Dhruva Space was launched to establish India as a global satellite hub
In June this year, spacetech startupsuccessfully tested and space qualified its Satellite Orbital Deployer (DSOD 1U), which was on Indian Space Research Organisation’s (ISRO’s) PSLV C53.
While this marked the beginning of India’s private sector involvement in space launches, it also cleared the way for Dhruva Space for the launch of its satellite missions--Thybolt-1 and Thybolt-2–as a part of the upcoming PSLV C54 mission.
Founded in 2012 by Sanjay Nekkanti, Chaitanya Dora Surapureddy, Abhay Egoor, and Krishna Teja Penamakuru, Dhruva Space is engaged in the development of small satellites in the commercial, governmental, and academic markets. It provides full-stack space-engineering solutions across launch, space, and ground segments.
Based out of Hyderabad, India, and Graz, Austria, the startup has raised Rs 26.5 crore to date from IAN Fund and Blue Ashva Capital. Other investors include Mumbai Angels (MA) Network; Ravi Kanth Reddy, Managing Director, Hotcrete; and other angel investors.
How it started?
Sanjay built his first satellite during SRM University’s SRMSAT project in 2011. Following this, he pursued a dual-degree Master’s programme in Space Engineering in Sweden and France. Upon his return to India, Sanjay was determined to establish India as a satellite making capital of the world.
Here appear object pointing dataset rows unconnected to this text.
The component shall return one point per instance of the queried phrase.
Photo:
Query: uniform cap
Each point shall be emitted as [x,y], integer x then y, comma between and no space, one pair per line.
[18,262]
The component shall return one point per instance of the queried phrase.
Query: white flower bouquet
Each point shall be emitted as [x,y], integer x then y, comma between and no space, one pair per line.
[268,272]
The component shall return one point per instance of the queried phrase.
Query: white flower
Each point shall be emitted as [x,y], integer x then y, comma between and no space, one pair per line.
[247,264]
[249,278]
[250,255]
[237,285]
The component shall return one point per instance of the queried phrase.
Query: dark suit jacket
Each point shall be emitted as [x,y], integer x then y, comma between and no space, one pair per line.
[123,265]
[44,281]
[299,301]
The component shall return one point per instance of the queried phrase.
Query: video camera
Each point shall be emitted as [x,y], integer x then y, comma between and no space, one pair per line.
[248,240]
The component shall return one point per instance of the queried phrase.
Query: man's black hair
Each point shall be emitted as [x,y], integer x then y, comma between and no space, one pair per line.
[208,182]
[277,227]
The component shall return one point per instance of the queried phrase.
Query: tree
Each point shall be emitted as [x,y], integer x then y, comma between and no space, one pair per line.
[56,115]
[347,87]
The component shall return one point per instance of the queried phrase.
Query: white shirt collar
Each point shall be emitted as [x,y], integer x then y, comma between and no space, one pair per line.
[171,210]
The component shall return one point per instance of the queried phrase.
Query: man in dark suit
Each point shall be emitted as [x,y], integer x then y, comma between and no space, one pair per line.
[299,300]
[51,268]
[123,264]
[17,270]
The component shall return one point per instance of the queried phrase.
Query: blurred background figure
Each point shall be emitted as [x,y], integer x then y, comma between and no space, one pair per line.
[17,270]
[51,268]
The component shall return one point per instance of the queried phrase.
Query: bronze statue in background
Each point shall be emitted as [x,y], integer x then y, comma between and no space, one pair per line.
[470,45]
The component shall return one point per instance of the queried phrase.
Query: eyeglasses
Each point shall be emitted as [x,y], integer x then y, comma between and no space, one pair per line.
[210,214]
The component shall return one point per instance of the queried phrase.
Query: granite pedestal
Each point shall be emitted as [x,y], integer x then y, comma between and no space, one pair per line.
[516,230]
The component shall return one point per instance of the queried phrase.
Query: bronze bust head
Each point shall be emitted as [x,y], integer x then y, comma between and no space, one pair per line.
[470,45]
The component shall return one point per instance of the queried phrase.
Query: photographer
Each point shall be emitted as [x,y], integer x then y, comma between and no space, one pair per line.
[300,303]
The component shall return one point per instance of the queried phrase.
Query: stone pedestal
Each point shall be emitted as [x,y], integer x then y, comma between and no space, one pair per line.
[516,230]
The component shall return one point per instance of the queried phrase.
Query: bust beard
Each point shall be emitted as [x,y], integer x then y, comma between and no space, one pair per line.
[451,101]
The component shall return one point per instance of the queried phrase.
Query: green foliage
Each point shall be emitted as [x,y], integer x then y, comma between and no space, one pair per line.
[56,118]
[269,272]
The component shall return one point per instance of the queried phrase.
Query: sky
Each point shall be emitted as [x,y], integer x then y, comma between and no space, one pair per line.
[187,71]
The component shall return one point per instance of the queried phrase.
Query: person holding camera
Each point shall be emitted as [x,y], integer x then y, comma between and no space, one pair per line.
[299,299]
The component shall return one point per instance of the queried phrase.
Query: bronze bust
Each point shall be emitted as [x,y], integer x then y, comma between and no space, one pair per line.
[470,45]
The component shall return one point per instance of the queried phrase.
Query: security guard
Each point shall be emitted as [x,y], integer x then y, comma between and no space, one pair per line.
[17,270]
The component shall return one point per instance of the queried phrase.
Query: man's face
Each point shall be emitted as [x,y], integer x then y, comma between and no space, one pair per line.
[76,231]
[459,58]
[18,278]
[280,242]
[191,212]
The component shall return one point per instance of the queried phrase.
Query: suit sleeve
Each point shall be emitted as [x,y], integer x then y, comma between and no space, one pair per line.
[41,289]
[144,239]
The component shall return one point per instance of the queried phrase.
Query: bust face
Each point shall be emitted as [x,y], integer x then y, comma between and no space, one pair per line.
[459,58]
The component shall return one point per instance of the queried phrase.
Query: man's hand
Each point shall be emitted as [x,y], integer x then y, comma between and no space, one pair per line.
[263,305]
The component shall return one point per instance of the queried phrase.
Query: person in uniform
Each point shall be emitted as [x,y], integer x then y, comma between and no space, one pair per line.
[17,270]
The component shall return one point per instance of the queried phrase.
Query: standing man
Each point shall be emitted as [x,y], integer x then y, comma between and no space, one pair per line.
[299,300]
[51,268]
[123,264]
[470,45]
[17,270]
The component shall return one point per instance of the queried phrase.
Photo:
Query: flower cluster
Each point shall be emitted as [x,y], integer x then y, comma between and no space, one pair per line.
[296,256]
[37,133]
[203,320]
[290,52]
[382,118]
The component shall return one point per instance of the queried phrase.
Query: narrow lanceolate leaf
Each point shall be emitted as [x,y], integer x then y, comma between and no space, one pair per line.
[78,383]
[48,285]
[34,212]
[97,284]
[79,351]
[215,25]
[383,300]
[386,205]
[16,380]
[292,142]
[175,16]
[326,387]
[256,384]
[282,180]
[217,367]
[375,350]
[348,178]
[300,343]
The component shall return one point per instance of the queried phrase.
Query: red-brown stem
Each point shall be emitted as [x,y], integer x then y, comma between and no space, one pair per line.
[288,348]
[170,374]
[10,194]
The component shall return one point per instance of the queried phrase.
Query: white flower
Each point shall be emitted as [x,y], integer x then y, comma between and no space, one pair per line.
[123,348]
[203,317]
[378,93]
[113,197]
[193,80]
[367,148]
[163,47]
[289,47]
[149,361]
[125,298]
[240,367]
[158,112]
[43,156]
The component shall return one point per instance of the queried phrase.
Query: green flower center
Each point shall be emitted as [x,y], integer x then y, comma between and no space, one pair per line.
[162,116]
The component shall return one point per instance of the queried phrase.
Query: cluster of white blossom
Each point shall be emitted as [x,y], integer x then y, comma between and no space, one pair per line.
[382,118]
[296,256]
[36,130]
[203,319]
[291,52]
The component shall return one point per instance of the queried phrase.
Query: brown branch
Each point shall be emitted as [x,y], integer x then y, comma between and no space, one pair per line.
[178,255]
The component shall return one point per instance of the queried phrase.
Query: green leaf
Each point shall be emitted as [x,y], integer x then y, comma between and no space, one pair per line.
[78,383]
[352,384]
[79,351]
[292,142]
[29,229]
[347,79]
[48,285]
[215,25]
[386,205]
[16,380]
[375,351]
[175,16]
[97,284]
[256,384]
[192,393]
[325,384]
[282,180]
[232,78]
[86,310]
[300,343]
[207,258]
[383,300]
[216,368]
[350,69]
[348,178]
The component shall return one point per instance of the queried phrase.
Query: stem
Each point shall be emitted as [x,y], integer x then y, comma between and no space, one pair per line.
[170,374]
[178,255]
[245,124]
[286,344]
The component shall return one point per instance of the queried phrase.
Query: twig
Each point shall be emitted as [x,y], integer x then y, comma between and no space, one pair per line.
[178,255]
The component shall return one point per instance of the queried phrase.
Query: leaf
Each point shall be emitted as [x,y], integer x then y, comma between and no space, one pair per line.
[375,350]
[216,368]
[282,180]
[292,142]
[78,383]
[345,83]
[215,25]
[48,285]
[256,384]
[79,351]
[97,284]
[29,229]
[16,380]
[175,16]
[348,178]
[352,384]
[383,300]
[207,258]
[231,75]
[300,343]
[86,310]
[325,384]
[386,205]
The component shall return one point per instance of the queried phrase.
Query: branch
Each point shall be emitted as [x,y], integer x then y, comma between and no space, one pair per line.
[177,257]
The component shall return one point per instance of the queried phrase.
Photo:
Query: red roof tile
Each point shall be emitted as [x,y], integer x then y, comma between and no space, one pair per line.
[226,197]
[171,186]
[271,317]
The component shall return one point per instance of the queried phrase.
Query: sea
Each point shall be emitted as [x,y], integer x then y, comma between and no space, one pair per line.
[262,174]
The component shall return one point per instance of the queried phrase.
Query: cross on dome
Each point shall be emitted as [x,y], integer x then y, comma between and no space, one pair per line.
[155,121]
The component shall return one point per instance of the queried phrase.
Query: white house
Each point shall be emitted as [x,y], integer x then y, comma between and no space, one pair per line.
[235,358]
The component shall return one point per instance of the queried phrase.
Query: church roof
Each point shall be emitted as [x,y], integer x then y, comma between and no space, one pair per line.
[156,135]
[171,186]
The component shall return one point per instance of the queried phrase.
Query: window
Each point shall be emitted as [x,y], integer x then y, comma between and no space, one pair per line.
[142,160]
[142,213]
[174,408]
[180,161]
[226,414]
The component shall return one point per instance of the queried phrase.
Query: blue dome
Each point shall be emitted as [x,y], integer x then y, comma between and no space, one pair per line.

With this in mind, he founded Dhruva Space Private Limited in 2012. In 2015, Sanjay reconnected with his college friends Abhay, Chaitanya, and Krishna when he consulted for Thybolt, an electronic design lab based in Hyderabad.
Realising their common interest in building a business in the spacetech sector, the four friends decided to merge Thybolt into Dhruva Space to create the first India-made satellite.
Representational Image [ Image Credit: Shutterstock]
Building a business in this space was not an easy feat for the company in the initial days. India had very few private players in the spacetech sector, and the market was segmented only into academia, which is academic institutions building small satellites in association with ISRO.
“When Dhruva Space started up in 2012, the market was not very receptive to spacetech entrepreneurs trying to build a full solution, and therefore there was limited access to capital.
At the time, the private space sector was considered a ‘high-risk domain’, and the consensus was such that there was no guarantee of a reward,” says Sanjay.
But this did not deter the company from entering the spacetech sector.
“Access to capital was very difficult in 2012, but as the dialogue around satellite and space technologies evolved over the years, Dhruva Space has raised Rs 26.5 crore to date, and we are supported by institutional and angel funds,” adds Sanjay.
Dhruva Space has been partnering with reputed institutes such as IIT Hyderabad and SNIST to empower faculty and academia in teaching Space Engineering in line with the Government of India's vision to launch 75 student-made satellites in phases from August 15, 2022, to 2023.
The startup is also working with the Space Programme of India to supply components for space activities, giving access to the network of India's Space industry.
In March 2022, the startup signed a commercial launch services agreement with NewSpace India Limited to enable space activities.
In June this year, Dhruva Space signed an MoU with Indian National Space Promotion and Authorization Center (IN-SPACe) for the enablement of space activities, namely the testing and launch of satellites and satellite components.
“Over the next two quarters, our primary focus is to undertake technology demonstrations for as many of our subsystems and satellites as possible,” says Abhay.
“Apart from that, we shall also be enabling our customers to launch their satellites on our deployer. This is in addition to expanding our global customer base for our flagship products such as the space-grade solar panels and satellite platforms,” he adds.
Dhruva Space’s vision is to provide faster, reliable, and affordable offerings across the space, launch, and ground segments as India’s first private spacetech startup.
Beyond this, the company aims to hold true to its ‘Make-in-India for the world’ values.
“There is a thriving vendor network supplying integral parts, but there is no company building products and IP using it. We are looking to contribute to this ecosystem by building indigenous products and to create infrastructure and/or facilities where we see gaps,” says Krishna, Chief Operating Officer, Dhruva Space.